Third-party merchant account providers handle your credit card transactions for you in return for a commission, essentially a share of your profits. Account setup is often free, although some companies may charge a one-time, up front fee. These third-party processors are mainly used in Internet businesses, although some provide broader functionality.
Once you have been approved and paid any required up front fees, you create “order links” for the items you are selling. These links will take customers to the third-party processor’s website, and they handle the orders for you. Credit cards, debit cards, gift cards and online checks are the most common payment options supported by third-party processors. Some may offer a telephone order capability, as well.
When your customer makes a purchase, the sale amount is credited to
you, less the processor’s commission. The processors usually pay at
regular intervals, according to the contract you sign and the included
Third-party processors appeal to startup businesses in particular, because besides the setup fee, you are only charged when a sale is made. You’re not charged anything but commission on completed sales.
Making It Work
When your processor notifies you that your account has been frozen or suspended, it can come as a real shock. To prevent any surprises, it is extremely important for you to familiarize yourself with the terms of your contract. Complying with their set regulations and guidelines will help to maintain your account and keep it in good standing. This way, you won’t have any issues and the sales will keep being processed.
The factors leading to account suspension are much the same as those that would result in problems with a direct merchant account of your own. You have to maintain good business practices, defend against fraud, provide good customer service to resolve problems without refunds and so forth. The main reasons your third-party account would be suspended are:
- Too many chargebacks
- Inadequate response to customer service requests
- A long history of unresolved returns or complaints
- Giving false information about the products you sell
- Giving false information about your business in the application process
- Selling items that are faulty or damaged
- Using a customer’s credit card without their knowledge, or any other fraudulent actions
To guard yourself against unnecessary issues and the hassle of disturbing your daily business, it may help to have leads on other third-party credit card providers. You may be able to open another account with a different provider while your issue is being resolved with the first provider. However, this is only a viable option if you are an honest business person, since any manipulations or attempts to circumvent established procedures will be noted on your account and may become part of your business history.
Here are some things to remember:
- Keep excellent records, and clear, balanced books. Use a separate, business-only bank account to deposit funds from sales and manage the account wisely.
- Make sure to provide all your customers with full details on how to contact you directly. If they call you and leave a message, return it. You don’t want to delay the process for the customer and cause them any aggravation. That could lead to chargebacks and returns.
- Have your own anti-fraud measures clearly worked out and implemented, starting with a check of the buyer’s e-mail address. The use of free “throwaway” email accounts (Hotmail, Gmail, Yahoo) is continuously growing and these are the types of email accounts that are regularly used to commit fraud.

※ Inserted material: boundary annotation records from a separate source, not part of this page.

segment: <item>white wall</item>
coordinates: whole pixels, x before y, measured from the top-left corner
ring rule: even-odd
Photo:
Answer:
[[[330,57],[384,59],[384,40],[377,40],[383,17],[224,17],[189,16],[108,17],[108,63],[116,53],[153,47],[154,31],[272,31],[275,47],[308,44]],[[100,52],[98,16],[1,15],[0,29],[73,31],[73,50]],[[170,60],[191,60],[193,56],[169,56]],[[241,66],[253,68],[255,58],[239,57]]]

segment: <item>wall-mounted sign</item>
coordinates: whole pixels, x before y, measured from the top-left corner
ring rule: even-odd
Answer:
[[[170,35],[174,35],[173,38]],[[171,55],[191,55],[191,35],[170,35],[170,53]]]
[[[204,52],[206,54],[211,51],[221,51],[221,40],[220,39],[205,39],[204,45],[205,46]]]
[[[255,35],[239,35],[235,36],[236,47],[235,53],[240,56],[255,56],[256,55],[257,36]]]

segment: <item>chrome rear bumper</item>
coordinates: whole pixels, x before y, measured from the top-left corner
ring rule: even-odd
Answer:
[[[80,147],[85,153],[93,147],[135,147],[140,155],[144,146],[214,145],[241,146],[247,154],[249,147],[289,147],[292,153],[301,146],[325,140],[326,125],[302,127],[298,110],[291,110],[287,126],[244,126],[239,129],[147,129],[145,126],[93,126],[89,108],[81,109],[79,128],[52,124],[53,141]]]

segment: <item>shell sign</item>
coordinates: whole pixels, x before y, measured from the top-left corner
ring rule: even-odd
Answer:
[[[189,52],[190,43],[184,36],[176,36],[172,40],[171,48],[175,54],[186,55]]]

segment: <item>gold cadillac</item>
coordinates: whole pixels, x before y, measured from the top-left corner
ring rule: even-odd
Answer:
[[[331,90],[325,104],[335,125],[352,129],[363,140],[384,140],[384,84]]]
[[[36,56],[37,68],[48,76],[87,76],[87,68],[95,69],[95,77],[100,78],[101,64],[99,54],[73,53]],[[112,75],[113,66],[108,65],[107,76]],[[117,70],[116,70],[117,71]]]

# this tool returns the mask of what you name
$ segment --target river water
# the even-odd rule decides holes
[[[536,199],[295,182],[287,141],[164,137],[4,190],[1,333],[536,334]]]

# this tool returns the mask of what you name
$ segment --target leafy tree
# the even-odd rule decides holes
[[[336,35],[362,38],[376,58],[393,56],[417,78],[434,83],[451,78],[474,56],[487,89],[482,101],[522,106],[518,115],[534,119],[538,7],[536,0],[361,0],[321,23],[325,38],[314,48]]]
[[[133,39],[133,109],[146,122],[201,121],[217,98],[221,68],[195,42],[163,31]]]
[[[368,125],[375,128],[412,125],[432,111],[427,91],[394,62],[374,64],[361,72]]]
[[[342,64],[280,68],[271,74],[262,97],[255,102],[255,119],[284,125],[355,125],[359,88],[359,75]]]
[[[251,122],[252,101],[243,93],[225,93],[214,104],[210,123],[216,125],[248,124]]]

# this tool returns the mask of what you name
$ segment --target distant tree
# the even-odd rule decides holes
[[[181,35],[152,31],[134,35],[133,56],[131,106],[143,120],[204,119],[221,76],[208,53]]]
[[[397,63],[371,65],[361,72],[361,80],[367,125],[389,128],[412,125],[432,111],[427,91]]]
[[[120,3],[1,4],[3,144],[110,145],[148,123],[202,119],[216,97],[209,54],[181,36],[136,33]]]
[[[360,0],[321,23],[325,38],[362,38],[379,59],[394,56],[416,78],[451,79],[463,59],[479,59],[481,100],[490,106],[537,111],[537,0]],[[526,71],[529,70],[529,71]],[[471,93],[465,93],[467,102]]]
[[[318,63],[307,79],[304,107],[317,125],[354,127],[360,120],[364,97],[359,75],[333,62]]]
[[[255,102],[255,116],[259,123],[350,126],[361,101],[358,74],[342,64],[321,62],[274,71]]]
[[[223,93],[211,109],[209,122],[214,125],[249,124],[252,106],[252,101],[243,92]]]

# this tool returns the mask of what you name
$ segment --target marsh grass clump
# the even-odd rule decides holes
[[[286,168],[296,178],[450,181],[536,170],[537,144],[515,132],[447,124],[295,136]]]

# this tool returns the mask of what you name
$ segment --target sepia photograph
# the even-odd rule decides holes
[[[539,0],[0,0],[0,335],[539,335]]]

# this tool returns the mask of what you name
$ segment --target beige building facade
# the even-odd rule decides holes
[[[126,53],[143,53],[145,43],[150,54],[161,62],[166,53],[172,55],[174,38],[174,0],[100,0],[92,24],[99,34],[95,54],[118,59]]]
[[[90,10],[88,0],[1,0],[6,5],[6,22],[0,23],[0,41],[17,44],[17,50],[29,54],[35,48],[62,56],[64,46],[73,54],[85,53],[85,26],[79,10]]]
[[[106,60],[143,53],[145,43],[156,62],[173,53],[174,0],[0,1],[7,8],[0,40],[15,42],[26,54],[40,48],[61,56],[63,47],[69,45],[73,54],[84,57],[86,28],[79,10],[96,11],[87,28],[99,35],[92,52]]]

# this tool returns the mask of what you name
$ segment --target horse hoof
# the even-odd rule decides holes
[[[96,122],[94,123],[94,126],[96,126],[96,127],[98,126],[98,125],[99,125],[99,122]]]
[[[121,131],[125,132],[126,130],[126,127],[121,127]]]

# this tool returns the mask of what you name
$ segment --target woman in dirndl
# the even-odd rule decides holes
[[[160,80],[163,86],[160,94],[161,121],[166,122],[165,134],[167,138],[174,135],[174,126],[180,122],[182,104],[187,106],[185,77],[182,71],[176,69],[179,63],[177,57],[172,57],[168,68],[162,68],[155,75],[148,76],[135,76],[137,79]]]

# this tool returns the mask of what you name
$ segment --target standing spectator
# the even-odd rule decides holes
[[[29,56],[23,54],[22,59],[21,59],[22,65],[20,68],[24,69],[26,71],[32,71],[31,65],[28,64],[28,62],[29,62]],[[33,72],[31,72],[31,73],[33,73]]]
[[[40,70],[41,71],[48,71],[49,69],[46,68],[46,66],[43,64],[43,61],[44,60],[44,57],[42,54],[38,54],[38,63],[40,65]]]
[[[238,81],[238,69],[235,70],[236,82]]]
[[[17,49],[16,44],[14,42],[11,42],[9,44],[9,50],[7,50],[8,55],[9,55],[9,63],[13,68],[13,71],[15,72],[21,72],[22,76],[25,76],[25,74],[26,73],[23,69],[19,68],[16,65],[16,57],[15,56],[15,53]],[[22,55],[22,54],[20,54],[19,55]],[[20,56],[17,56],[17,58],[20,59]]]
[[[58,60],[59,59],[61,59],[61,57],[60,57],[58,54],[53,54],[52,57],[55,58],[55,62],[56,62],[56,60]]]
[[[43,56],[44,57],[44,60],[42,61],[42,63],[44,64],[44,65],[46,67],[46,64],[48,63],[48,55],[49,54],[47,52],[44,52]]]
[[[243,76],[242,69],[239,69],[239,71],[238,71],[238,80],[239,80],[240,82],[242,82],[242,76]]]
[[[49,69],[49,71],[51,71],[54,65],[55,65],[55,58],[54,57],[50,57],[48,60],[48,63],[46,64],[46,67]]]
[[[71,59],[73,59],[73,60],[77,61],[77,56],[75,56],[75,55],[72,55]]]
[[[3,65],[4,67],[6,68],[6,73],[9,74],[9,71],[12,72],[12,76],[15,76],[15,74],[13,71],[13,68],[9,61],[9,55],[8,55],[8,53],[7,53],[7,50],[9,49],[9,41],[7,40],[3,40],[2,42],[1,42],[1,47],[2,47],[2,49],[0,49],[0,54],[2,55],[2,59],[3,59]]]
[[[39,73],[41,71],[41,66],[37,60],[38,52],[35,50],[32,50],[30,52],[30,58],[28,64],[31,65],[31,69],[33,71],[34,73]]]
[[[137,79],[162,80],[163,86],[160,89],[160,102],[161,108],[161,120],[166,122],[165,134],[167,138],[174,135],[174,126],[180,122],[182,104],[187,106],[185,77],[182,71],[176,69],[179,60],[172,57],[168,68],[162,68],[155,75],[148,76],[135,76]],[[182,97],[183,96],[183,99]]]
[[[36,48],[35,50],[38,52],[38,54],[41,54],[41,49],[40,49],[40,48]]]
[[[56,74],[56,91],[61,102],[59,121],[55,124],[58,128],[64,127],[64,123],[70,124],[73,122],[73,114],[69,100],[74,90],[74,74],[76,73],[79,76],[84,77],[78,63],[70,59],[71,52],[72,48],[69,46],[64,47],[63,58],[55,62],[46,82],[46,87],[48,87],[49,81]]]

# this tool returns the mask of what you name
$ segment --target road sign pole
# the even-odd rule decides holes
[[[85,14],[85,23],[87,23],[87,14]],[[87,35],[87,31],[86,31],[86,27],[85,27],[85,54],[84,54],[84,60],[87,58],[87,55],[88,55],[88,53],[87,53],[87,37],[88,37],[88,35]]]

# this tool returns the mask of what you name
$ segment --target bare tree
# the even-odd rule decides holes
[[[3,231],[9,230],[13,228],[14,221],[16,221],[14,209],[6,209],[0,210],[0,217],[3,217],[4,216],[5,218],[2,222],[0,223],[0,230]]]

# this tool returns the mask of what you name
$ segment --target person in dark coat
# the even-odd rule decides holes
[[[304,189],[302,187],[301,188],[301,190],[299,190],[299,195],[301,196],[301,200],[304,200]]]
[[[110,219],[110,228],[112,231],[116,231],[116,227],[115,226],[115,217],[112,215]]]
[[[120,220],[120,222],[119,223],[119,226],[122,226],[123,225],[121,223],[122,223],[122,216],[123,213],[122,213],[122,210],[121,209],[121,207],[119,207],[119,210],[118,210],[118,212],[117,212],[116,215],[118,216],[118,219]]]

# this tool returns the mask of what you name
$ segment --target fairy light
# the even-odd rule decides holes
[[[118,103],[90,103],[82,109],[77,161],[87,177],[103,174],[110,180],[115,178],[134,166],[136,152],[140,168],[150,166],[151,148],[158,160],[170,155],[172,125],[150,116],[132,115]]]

- Double-check that you are shipping an order to the same address as the billing address registered to the customer’s credit card, or another authorized address. If you aren’t sure, check and check again. Many cases of fraud use alternative addresses to get hold of goods without the original credit card holder’s knowledge.
- Exclude delivery to high-risk countries. You can get this information from your credit card company. Consider implementing a pull-down menu with a full list of countries eligible for delivery of your goods, or otherwise advising customers of these limitations, and the reasons for them.
Chargebacks and Refunds
As mentioned briefly above, one of the main areas to focus on is preventing chargebacks. A chargeback occurs when a customer contacts their credit card issuing company directly for refund of a payment or purchase. In short order, this being the computer age, this cost will be charged back to you and you may be subject to additional fees in accordance with your contract. Too many chargebacks and returns is an easy way to lose your third-party merchant account.
In summary, the main thing to remember is that all of these hassles and problems can be avoided. It’s all a matter of following the rules and guidelines that were implemented at the time of your agreement. Do all these things, pay attention to details and there most likely won’t be a need to worry about suspension of your account.